While we’re on the topic of public education…

Okay, so we weren’t on that topic, but rather Luther’s understanding of good government. Last week I cited Luther’s urgent appeal to the city councils and magistrates of Germany to establish schools as an example of what government was for: to care for the welfare of its people like parents care for their children.

Along the way, and in the middle of that treatise, Luther makes an extraordinary assertion, writing to those in charge of civic affairs across Germany:

My dear sirs, if we have to spend such large sums every year on guns, roads, bridges, dams, and countless similar items to insure the temporal peace and prosperity of a city, why should not much more be devoted to the poor neglected youth – at least enough to engage one or two competent [persons] to teach school (LW 43:350).

Can you imagine that, for a moment: that we would value what we spend on education just as highly as we value what we spend on infrastructure and defense? Think of the schools we would have and, even more to Luther’s point, the kind of educated citizenry we’d enjoy. Luther realizes, you see, that the greatest threats to any civilization are always internal, not external. And so he asserts,

A city’s best and greatest welfare, safety, and strength consist rather in its having many able, learned, wise, honorable, and well-educated citizens. They can then readily gather, protect, and properly use treasure and all manner of property. (356)

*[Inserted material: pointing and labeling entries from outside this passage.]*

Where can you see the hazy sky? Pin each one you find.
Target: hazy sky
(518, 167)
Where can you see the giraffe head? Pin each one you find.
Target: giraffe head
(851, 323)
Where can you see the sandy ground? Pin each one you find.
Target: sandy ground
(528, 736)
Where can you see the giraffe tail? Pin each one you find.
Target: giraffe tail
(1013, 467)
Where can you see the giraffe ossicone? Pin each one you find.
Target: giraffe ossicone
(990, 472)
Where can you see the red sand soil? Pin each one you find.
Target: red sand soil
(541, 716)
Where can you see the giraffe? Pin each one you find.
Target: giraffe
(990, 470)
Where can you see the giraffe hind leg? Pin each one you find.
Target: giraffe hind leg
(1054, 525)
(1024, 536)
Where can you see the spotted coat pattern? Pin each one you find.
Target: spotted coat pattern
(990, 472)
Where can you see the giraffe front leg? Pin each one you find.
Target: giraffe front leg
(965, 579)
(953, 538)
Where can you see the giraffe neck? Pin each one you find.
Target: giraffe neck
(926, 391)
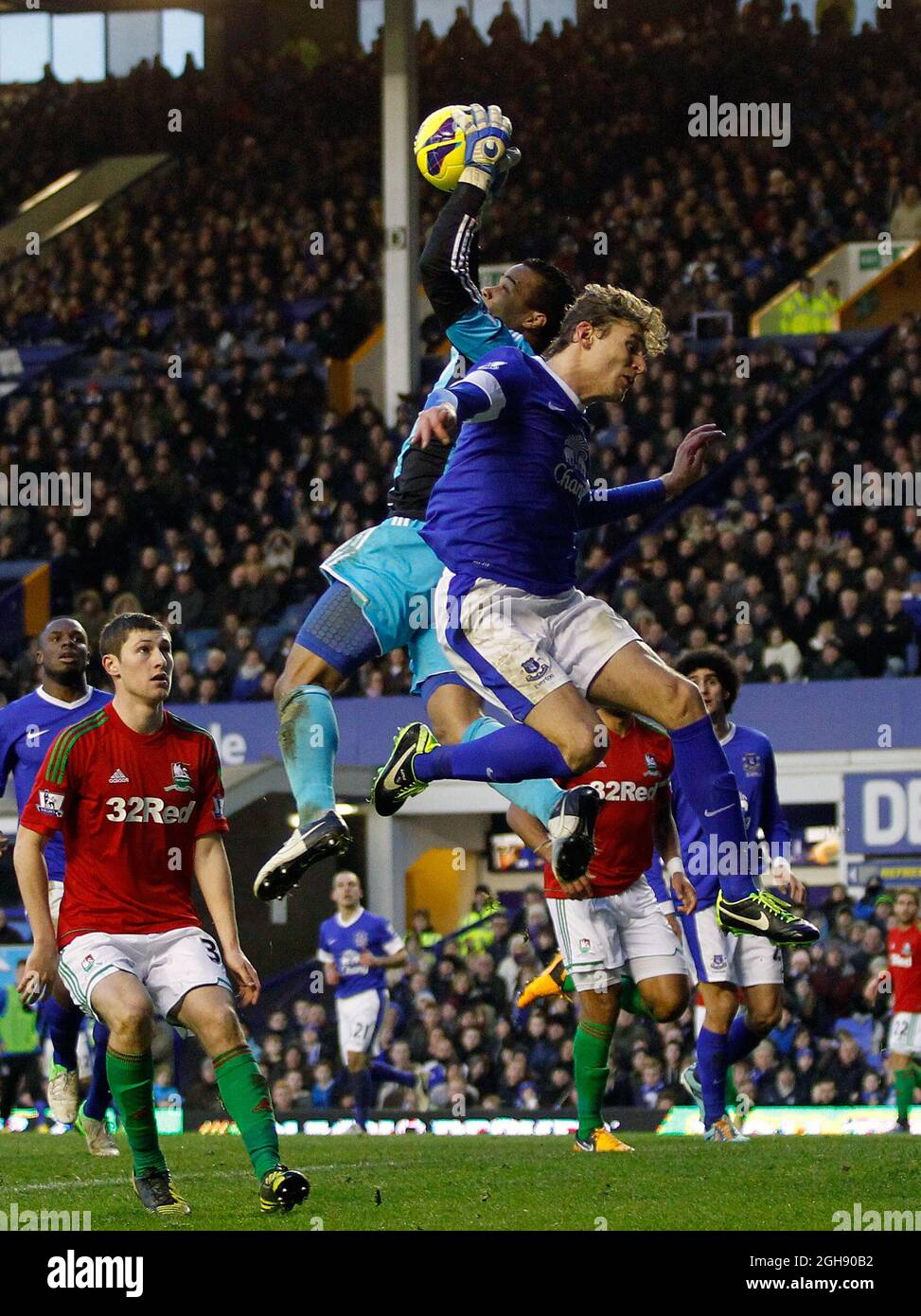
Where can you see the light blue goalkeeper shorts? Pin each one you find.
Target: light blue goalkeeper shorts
(391, 574)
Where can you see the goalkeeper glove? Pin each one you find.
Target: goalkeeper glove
(487, 135)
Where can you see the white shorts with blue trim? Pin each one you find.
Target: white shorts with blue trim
(360, 1020)
(515, 648)
(718, 957)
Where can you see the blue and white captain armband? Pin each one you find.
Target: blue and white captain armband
(441, 398)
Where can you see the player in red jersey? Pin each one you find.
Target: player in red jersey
(137, 795)
(903, 948)
(611, 917)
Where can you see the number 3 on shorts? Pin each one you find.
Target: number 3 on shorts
(212, 949)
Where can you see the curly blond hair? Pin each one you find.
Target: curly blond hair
(600, 304)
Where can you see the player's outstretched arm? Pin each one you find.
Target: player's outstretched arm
(451, 259)
(212, 873)
(670, 852)
(616, 505)
(32, 876)
(492, 390)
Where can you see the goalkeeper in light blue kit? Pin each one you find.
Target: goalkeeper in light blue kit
(505, 520)
(381, 580)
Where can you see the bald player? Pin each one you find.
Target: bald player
(27, 728)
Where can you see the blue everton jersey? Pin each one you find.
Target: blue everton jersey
(343, 945)
(27, 728)
(508, 505)
(417, 470)
(752, 759)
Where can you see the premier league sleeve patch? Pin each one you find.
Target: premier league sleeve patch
(50, 804)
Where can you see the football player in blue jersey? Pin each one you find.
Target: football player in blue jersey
(381, 580)
(357, 949)
(27, 728)
(725, 964)
(505, 519)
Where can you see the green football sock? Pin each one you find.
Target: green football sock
(245, 1095)
(904, 1093)
(590, 1050)
(132, 1082)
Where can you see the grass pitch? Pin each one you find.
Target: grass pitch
(482, 1183)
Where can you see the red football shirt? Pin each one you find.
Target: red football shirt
(131, 809)
(903, 947)
(631, 773)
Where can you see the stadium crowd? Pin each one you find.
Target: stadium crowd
(454, 1022)
(454, 1019)
(256, 258)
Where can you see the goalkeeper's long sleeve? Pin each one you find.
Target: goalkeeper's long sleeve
(620, 503)
(451, 259)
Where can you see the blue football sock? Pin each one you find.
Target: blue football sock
(98, 1095)
(707, 780)
(384, 1073)
(511, 755)
(361, 1092)
(308, 738)
(741, 1040)
(712, 1052)
(63, 1028)
(537, 798)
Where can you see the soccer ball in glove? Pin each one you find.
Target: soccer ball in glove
(439, 148)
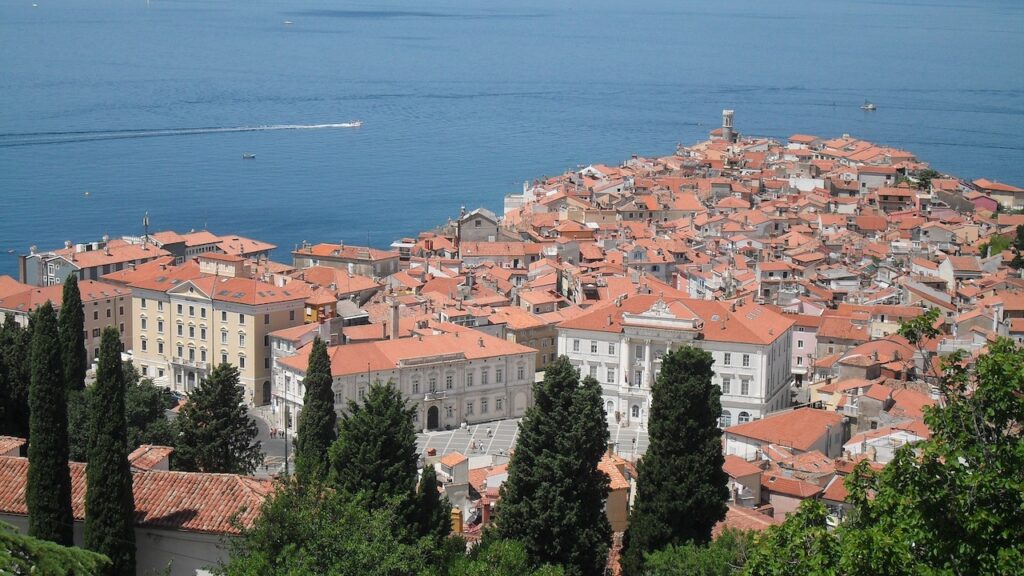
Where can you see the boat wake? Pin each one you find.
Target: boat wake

Absent sound education and a responsible, well-educated citizenry, nothing else much matters because nothing else will last. And so he exhorts those in power to care for the young by providing good schools and competent teachers. And, should those in government be reluctant to spend money on education, he is not above chiding them, arguing that

There is not a dumb animal which fails to care for its young and teach them what they need to know (353).

And, as is usually the case with Luther, it’s difficult to separate the practical and the theological, as Luther believes it is our God-given duty to care for the emerging generation and so believes when we fall short we not only fail our young (and, by extension, ourselves), but we also sin against God:

What would it profit us to possess and perform everything else and be like pure saints, if we meanwhile neglected our chief purpose in life, namely, the care of the young? I also think that in the sight of God none among the outward sins so heavily burdens the world and merits such severe punishment as this very sin which we commit against the children by not educating them. (353)

I’ll ask again, what kind of schools would we have if we took Luther seriously? What kind of citizens? What kind of country? What kind of world?